Measure the length of the wall that you plan on installing using a tape measure. Cut two 2-by-4 planks to the measured length with a table saw to serve as the base plate along the bottom of your wall and the top plate running along the top.
Measure the height of the wall with the tape measure and adjust the measurement by reducing it three inches, in order to make room for the top and bottom plates, each of which is actually 1 1/2 inches thick due to shrinkage from drying out after being sawn fresh to a 2-inch measurement. Cut two 2-by-4 planks to the adjusted measurement to form the two end pieces, or studs, for your wall.
Set the cut planks onto the floor all on the sides that now measure 1 1/2 inches, and form a rectangle with the top and bottom plates running horizontally and the two end pieces placed on either end of the plates, sandwiched between them and flush to the plate ends.
Check that the end pieces are square with a carpenter's square, then nail the end pieces into place by using a hammer to drive 16d nails through the plate pieces and down into the ends of the end pieces. Use two nails per end piece, staggered to avoid splitting the wood.
Place a pencil mark along the plate pieces every 16 inches.
Count the number of marks, and then cut a stud using the height measurement for each one. Place the studs centred on the pencil marks, and then nail them into place, using two nails through both the top and bottom plates and staggering them as you did on the end pieces.
Use a stud finder to locate a stud in an existing wall nearest the point where you wish to raise the false wall.

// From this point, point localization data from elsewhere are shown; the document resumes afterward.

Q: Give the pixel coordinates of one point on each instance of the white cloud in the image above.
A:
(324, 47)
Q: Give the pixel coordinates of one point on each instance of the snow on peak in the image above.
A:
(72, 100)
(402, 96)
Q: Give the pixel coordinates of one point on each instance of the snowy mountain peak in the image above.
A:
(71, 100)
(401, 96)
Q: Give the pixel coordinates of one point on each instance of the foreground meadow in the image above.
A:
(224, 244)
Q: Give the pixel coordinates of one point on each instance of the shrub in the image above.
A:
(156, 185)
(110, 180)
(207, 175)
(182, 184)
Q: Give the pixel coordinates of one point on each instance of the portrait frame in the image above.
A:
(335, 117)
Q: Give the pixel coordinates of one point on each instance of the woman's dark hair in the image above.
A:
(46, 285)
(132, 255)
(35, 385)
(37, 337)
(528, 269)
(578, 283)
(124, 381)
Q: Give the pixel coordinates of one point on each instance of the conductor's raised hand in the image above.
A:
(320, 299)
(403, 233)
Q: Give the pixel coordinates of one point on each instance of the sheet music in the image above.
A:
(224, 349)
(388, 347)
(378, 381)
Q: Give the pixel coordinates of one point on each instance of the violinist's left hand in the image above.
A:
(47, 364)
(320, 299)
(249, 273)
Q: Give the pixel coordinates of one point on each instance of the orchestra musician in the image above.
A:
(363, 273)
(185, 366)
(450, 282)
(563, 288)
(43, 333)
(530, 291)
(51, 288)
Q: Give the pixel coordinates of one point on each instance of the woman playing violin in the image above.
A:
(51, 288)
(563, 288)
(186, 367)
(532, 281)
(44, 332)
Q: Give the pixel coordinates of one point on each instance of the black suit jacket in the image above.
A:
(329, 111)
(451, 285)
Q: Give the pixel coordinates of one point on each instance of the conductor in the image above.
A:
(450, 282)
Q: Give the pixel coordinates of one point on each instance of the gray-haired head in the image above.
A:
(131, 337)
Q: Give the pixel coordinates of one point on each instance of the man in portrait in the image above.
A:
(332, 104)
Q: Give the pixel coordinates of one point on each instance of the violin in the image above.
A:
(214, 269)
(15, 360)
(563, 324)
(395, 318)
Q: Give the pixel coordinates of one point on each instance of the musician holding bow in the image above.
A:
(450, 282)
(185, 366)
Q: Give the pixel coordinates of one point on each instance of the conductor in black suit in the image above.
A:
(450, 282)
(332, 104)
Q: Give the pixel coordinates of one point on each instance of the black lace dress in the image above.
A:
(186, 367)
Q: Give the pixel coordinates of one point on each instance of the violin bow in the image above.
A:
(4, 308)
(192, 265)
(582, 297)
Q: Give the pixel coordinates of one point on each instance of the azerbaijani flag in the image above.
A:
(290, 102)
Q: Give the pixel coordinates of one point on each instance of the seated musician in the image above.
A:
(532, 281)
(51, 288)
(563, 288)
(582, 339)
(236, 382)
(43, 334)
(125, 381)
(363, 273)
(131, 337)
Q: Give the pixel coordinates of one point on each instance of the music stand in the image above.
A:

Mark the stud's position with the pencil, then stand the false wall against the existing wall with one of the end pieces against the stud location. Drive several nails, about one every six inches, through the end piece and into the stud in the existing wall to secure the false wall into place. Screw the top plate into the rafters along the ceiling with 3-inch drywall screws using an electric screwdriver.
Cover the false wall as desired -- with drywall and paint or laminate panels, for example -- following the covering material manufacturer's instructions, to complete the false wall.